Thread: Sinusoidal Functions-word problem

1. Sinusoidal Functions-word problem

I really need help on this problem:

A rodeo performer spins a lasso in a circle perpendicular to the ground. The height of the knot from the ground is modeled by h= -3 cos (5 pi/3 t) +3.5, where t is the time measured in seconds.

a. What's the highest point reached by the knot
b. Lowest point reached by the knot
c. the period of the model
d. According to the model, find the height of the knot after 25 seconds.

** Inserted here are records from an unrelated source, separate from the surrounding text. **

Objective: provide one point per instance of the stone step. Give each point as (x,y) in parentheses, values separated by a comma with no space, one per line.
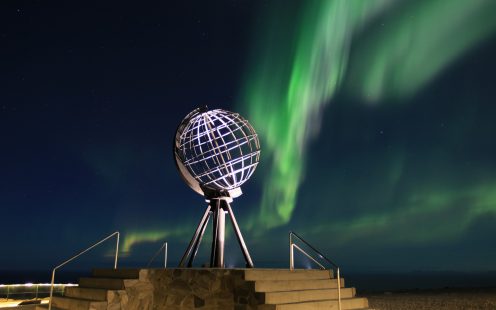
(45,306)
(102,283)
(78,304)
(306,295)
(346,304)
(86,293)
(286,274)
(294,285)
(121,273)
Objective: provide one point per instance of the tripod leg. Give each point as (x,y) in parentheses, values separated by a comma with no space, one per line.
(195,237)
(215,224)
(198,241)
(241,241)
(219,251)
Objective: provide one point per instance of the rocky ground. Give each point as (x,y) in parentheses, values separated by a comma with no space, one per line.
(438,299)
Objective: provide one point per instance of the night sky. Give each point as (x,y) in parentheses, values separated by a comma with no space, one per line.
(376,120)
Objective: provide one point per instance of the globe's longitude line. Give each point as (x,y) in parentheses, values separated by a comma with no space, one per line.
(219,154)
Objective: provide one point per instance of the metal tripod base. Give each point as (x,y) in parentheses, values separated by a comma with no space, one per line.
(217,208)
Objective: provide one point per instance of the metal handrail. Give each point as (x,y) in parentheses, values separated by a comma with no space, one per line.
(292,245)
(164,246)
(81,253)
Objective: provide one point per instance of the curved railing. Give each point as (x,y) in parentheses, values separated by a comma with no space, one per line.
(81,253)
(293,245)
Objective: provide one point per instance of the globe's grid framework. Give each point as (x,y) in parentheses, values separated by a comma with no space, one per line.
(219,148)
(216,152)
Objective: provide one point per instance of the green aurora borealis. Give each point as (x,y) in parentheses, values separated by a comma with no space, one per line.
(349,74)
(286,105)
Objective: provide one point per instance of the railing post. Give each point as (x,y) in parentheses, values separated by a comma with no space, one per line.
(291,251)
(339,289)
(51,290)
(116,251)
(165,256)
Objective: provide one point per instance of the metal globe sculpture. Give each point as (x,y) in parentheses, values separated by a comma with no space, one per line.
(219,149)
(216,151)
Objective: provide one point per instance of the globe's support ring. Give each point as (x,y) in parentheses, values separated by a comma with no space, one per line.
(217,208)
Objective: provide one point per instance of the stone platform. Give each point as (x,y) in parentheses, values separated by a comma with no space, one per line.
(208,288)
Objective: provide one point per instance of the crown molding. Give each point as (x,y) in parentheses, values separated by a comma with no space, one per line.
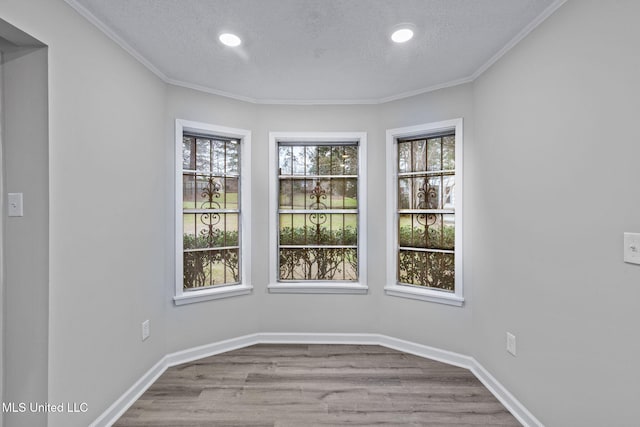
(85,13)
(518,38)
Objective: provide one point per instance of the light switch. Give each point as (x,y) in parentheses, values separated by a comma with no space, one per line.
(632,248)
(15,204)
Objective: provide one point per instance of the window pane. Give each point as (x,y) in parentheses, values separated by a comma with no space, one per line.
(337,162)
(429,269)
(405,191)
(448,196)
(318,264)
(441,231)
(233,157)
(434,146)
(203,155)
(318,229)
(419,156)
(286,194)
(190,240)
(208,194)
(188,192)
(298,159)
(411,232)
(219,157)
(285,160)
(311,156)
(188,157)
(230,193)
(350,160)
(230,230)
(404,156)
(324,160)
(448,153)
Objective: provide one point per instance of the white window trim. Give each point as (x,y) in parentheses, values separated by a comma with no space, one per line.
(181,297)
(319,287)
(414,292)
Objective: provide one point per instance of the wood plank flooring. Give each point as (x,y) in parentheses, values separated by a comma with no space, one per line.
(316,385)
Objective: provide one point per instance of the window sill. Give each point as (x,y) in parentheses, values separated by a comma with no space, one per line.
(317,288)
(424,295)
(211,294)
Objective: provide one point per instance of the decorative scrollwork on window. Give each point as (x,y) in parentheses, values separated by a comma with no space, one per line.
(318,219)
(427,196)
(210,192)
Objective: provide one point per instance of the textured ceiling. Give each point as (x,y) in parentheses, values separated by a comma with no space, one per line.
(316,51)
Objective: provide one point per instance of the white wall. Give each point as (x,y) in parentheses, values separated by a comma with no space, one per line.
(106,240)
(437,325)
(26,258)
(557,146)
(202,323)
(549,146)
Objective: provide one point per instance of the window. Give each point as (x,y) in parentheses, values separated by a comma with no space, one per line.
(212,207)
(317,212)
(425,221)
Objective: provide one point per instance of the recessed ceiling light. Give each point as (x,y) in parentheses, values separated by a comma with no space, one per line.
(402,35)
(230,40)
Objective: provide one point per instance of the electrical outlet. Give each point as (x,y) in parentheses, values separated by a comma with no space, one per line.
(145,330)
(511,343)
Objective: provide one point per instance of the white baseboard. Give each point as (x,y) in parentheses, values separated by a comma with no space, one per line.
(516,408)
(119,407)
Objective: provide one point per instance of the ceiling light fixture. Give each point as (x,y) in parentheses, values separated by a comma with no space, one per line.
(230,40)
(402,35)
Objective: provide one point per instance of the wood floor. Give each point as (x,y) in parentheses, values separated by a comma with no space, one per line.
(316,385)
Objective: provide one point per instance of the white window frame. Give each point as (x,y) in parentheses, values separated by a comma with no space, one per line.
(414,292)
(244,287)
(329,286)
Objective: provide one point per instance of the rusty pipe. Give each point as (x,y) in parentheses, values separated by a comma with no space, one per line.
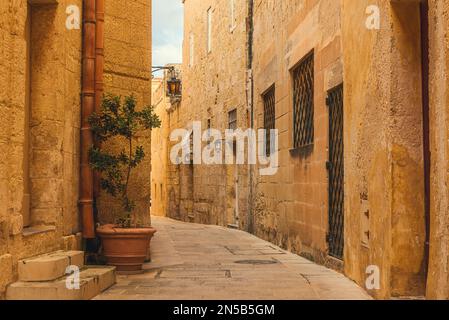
(87,108)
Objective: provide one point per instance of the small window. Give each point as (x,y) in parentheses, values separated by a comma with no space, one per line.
(209,30)
(303,117)
(232,15)
(269,117)
(191,49)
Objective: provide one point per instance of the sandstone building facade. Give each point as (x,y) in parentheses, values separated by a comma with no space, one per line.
(358,92)
(40,106)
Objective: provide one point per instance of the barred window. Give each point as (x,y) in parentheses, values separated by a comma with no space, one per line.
(303,78)
(269,117)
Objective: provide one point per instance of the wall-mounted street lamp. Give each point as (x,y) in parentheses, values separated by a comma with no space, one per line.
(174,85)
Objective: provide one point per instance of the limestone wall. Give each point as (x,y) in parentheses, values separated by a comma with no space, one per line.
(438,280)
(213,85)
(159,149)
(292,206)
(384,152)
(40,72)
(127,70)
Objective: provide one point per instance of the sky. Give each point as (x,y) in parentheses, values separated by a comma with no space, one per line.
(167,32)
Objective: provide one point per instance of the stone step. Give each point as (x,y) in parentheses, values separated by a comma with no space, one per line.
(49,266)
(92,281)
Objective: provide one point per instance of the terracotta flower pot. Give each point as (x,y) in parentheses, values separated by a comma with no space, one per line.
(125,248)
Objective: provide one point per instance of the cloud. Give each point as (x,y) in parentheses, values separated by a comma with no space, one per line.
(166,53)
(167,31)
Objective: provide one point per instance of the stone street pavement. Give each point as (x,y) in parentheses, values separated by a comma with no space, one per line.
(192,261)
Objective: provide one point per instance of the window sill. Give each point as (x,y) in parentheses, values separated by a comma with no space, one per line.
(31,231)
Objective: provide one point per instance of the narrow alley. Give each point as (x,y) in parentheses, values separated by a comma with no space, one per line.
(191,262)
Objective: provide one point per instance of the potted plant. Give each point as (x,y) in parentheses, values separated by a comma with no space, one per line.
(125,243)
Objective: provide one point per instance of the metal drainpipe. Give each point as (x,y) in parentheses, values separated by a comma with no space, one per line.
(87,107)
(250,99)
(99,71)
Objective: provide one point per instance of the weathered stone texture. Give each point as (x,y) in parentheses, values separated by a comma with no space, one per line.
(438,280)
(383,136)
(127,69)
(212,86)
(39,129)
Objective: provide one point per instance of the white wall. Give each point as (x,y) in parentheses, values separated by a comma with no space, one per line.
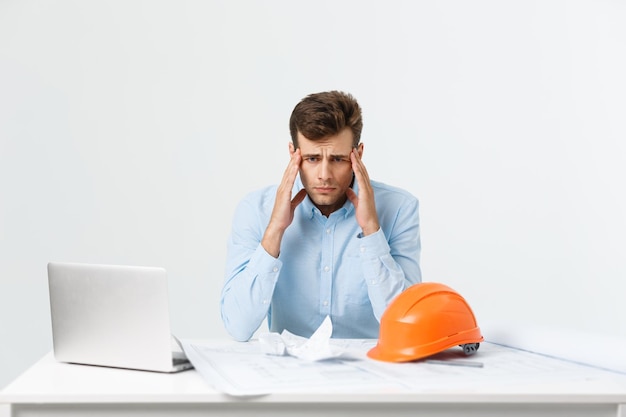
(129,130)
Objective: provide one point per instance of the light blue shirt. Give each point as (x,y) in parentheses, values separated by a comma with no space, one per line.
(325,267)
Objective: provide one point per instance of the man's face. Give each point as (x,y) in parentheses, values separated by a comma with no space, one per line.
(326,169)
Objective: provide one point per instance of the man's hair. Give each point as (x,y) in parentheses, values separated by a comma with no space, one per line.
(324,114)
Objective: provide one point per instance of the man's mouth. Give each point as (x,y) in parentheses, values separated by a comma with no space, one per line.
(324,189)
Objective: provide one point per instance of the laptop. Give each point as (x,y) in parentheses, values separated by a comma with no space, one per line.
(113,315)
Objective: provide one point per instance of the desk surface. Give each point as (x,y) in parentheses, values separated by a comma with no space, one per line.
(51,383)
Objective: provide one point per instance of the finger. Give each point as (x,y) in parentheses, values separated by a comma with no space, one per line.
(359,170)
(289,177)
(359,164)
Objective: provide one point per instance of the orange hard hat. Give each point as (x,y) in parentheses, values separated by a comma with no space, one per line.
(425,319)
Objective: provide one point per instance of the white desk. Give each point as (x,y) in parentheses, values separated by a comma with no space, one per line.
(49,388)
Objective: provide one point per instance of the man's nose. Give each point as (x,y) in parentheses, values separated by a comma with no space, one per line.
(324,170)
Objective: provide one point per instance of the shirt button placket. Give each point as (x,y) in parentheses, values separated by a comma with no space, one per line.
(326,279)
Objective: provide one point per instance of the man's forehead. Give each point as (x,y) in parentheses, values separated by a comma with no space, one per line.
(341,143)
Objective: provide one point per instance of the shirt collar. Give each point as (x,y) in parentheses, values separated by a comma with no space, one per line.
(310,209)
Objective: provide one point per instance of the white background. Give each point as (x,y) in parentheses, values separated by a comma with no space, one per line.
(129,130)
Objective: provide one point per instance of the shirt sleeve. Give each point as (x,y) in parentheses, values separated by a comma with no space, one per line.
(250,277)
(391,258)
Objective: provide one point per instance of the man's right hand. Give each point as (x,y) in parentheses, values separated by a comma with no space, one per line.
(284,206)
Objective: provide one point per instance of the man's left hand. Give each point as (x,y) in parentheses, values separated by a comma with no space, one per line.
(364,203)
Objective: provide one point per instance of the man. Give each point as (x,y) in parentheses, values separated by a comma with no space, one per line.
(327,241)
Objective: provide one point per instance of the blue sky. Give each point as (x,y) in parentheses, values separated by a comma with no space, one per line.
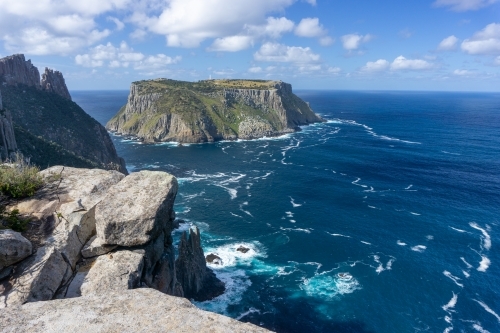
(447,45)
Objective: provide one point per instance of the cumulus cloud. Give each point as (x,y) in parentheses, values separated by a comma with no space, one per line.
(231,44)
(448,44)
(375,66)
(352,42)
(274,52)
(122,56)
(53,26)
(463,5)
(486,41)
(401,63)
(186,23)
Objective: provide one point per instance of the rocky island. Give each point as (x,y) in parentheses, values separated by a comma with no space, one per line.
(163,110)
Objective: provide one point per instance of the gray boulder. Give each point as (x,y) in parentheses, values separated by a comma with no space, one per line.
(129,311)
(94,247)
(116,271)
(13,248)
(137,210)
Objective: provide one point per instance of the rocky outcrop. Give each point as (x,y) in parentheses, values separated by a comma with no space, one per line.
(104,232)
(198,281)
(53,82)
(16,70)
(13,248)
(139,310)
(207,111)
(48,127)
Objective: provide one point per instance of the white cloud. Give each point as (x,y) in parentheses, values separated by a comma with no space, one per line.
(463,5)
(186,23)
(486,41)
(255,69)
(283,53)
(119,24)
(375,66)
(122,56)
(463,72)
(44,27)
(310,27)
(448,44)
(231,44)
(401,63)
(353,41)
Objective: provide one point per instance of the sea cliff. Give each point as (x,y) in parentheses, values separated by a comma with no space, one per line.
(206,111)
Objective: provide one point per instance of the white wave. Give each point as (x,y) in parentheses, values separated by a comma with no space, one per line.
(486,237)
(451,304)
(307,231)
(338,235)
(477,327)
(488,309)
(419,248)
(459,230)
(484,264)
(236,283)
(246,313)
(466,263)
(453,278)
(292,201)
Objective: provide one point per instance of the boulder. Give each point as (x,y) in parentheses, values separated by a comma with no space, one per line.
(137,210)
(94,248)
(37,279)
(115,271)
(13,248)
(198,282)
(139,310)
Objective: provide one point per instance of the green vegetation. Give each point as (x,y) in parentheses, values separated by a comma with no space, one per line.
(12,220)
(19,179)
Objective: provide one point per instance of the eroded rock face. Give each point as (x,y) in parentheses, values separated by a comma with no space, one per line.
(53,81)
(13,248)
(16,70)
(139,310)
(137,209)
(198,281)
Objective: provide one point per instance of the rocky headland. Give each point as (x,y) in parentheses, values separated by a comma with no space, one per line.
(39,119)
(191,112)
(94,235)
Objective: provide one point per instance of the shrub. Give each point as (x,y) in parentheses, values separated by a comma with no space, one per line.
(19,179)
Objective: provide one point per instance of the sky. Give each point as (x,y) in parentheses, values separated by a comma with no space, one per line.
(430,45)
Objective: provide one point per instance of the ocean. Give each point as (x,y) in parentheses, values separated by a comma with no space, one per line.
(399,189)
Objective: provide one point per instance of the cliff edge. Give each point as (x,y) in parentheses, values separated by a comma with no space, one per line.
(211,110)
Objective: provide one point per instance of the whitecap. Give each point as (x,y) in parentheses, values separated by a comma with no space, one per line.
(453,278)
(488,309)
(484,264)
(419,248)
(486,237)
(292,201)
(451,304)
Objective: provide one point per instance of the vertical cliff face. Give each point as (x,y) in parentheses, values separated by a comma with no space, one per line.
(53,81)
(206,111)
(54,129)
(16,70)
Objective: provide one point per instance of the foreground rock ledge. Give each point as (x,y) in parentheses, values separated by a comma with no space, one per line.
(138,310)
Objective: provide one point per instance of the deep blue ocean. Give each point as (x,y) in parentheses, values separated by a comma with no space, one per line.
(399,189)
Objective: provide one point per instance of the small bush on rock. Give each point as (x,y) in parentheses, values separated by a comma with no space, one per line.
(19,179)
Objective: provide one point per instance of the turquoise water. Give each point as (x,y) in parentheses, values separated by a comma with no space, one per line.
(401,190)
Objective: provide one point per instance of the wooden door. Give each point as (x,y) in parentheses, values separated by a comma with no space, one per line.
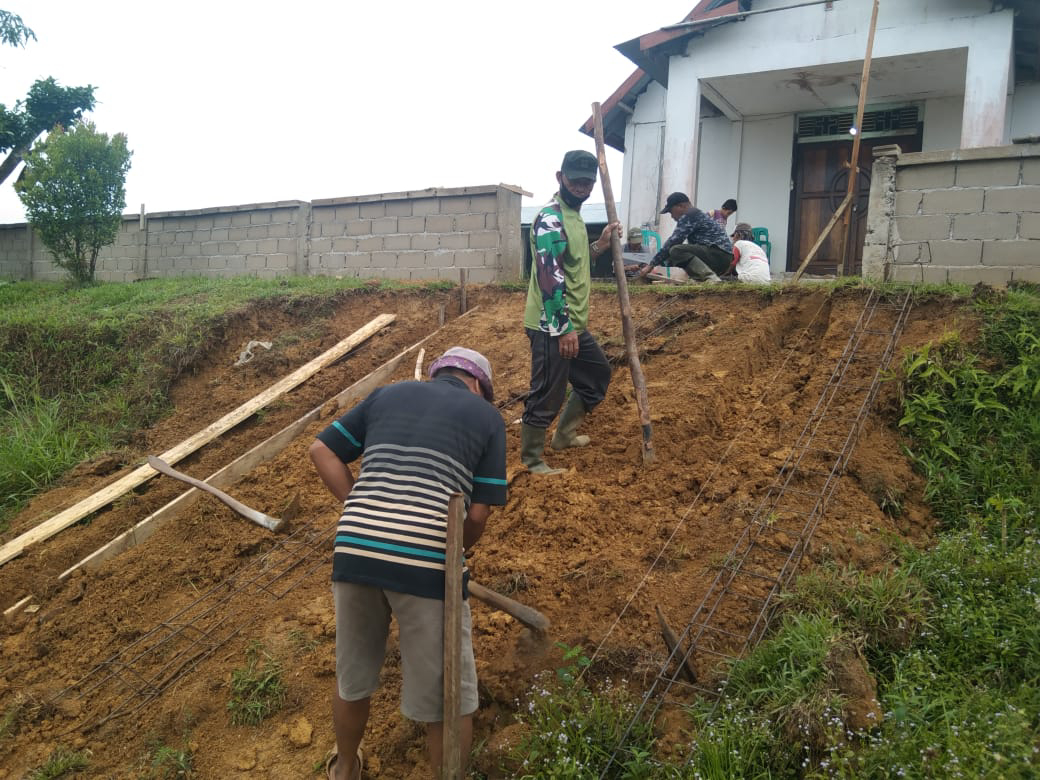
(821,184)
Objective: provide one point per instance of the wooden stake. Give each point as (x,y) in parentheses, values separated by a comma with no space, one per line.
(418,364)
(854,160)
(231,473)
(823,237)
(143,473)
(672,642)
(451,768)
(634,367)
(853,163)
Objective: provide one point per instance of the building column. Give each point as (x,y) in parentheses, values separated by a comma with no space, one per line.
(986,86)
(682,109)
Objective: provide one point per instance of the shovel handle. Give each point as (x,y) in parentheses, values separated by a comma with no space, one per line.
(526,615)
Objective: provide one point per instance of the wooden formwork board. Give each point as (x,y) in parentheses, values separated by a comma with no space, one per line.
(103,497)
(231,473)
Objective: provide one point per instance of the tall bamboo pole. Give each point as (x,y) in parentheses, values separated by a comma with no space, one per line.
(451,767)
(854,160)
(845,209)
(639,382)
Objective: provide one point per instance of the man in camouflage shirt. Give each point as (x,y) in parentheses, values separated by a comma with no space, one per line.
(708,253)
(556,316)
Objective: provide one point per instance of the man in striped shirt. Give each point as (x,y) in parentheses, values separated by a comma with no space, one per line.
(421,442)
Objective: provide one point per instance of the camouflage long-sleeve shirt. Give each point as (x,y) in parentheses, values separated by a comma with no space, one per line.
(557,296)
(695,227)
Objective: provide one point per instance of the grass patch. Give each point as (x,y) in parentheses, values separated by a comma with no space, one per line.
(165,762)
(82,368)
(257,690)
(60,762)
(573,730)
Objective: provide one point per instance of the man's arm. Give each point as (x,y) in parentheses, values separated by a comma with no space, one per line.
(473,525)
(336,474)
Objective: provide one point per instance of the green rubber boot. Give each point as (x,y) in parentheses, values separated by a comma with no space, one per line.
(531,447)
(573,413)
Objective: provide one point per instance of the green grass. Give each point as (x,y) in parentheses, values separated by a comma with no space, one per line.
(60,763)
(950,637)
(82,368)
(165,762)
(257,689)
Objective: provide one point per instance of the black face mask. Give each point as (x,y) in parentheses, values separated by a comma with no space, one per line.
(570,199)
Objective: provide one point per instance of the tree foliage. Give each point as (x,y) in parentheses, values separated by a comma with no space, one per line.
(74,196)
(47,104)
(13,29)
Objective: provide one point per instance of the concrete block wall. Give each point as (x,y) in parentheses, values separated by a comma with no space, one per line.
(429,234)
(962,215)
(422,234)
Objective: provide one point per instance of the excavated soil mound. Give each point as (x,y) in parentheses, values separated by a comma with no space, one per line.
(140,651)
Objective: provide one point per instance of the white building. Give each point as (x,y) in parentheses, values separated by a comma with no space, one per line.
(754,100)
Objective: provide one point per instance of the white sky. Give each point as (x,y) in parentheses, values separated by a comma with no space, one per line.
(232,102)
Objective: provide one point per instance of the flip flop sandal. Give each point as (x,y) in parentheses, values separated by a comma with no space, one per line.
(333,756)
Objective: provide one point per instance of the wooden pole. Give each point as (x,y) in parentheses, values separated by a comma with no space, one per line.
(823,237)
(451,767)
(105,496)
(634,367)
(843,264)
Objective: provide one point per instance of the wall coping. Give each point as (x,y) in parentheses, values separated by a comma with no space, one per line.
(1011,152)
(270,205)
(427,192)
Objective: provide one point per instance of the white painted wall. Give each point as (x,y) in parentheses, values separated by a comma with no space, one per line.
(942,123)
(1025,111)
(644,135)
(764,188)
(805,37)
(719,170)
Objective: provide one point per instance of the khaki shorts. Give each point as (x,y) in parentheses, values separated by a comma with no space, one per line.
(362,626)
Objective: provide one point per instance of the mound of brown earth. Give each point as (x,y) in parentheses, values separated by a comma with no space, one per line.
(731,380)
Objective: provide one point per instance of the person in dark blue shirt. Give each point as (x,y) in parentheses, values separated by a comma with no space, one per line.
(421,441)
(698,244)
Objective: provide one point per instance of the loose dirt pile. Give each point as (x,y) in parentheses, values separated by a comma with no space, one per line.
(731,379)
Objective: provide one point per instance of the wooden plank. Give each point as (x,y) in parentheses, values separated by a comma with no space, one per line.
(854,159)
(231,473)
(634,367)
(823,236)
(103,497)
(451,767)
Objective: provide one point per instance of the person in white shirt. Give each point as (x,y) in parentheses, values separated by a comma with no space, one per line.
(749,259)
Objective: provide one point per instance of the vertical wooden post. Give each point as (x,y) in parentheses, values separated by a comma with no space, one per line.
(143,242)
(451,768)
(843,264)
(634,367)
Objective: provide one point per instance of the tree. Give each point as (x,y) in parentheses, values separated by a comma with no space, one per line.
(47,105)
(13,30)
(74,196)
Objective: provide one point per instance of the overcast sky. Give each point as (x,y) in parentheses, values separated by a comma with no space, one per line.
(229,102)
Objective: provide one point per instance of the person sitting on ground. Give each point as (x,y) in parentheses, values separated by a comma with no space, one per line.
(634,242)
(722,215)
(708,253)
(750,262)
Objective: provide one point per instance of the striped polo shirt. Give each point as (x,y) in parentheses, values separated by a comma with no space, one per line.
(420,442)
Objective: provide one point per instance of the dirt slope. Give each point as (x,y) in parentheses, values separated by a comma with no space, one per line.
(731,380)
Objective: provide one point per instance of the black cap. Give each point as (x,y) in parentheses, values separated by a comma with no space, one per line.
(579,164)
(674,200)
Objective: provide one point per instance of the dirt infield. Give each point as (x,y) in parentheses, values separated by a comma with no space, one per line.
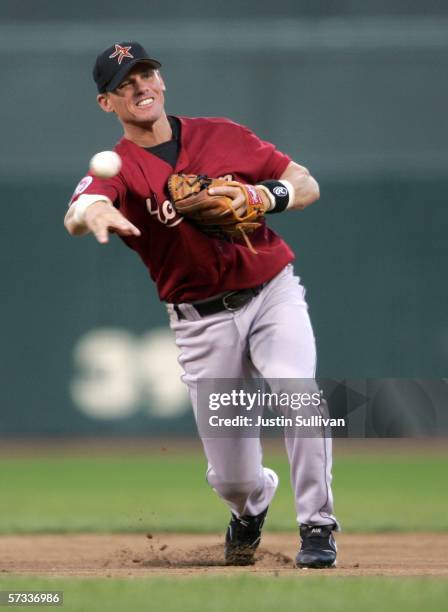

2. $\displaystyle h=-3cos(\frac{5\pi}{3}t)+3,5$
a) the highest point reached by the knot is the maximum of this function:
$\displaystyle cos(\frac{5\pi}{3}t) \in <-1,1>$
$\displaystyle -3cos(\frac{5\pi}{3}t) \in <-3,3>$
$\displaystyle -3cos(\frac{5\pi}{3}t)+3,5 \in <0,5;6,5>$
the highest value we can get is $\displaystyle h=6,5$
b) and the lowest $\displaystyle h=0,5$
c) cosine function $\displaystyle cos t$ is periodic with period $\displaystyle 2\pi$, so $\displaystyle cos(\frac{5\pi}{3}t)$ is periodic with period $\displaystyle \frac{2\pi}{\frac{5\pi}{3}}=\frac{6}{5}$
d) $\displaystyle t=25$
$\displaystyle h=-3cos (\frac{5\pi}{3}*25)+3,5=-3cos (\frac{125\pi}{3})+3,5=$$\displaystyle -3cos(\frac{5\pi}{3})+3,5$
converting into degrees $\displaystyle \frac{5*180^o}{3}=300^o$
$\displaystyle h=-3cos(270^o+30^o)+3,5=-3*\frac{1}{2}+3,5=2$

3. Thanks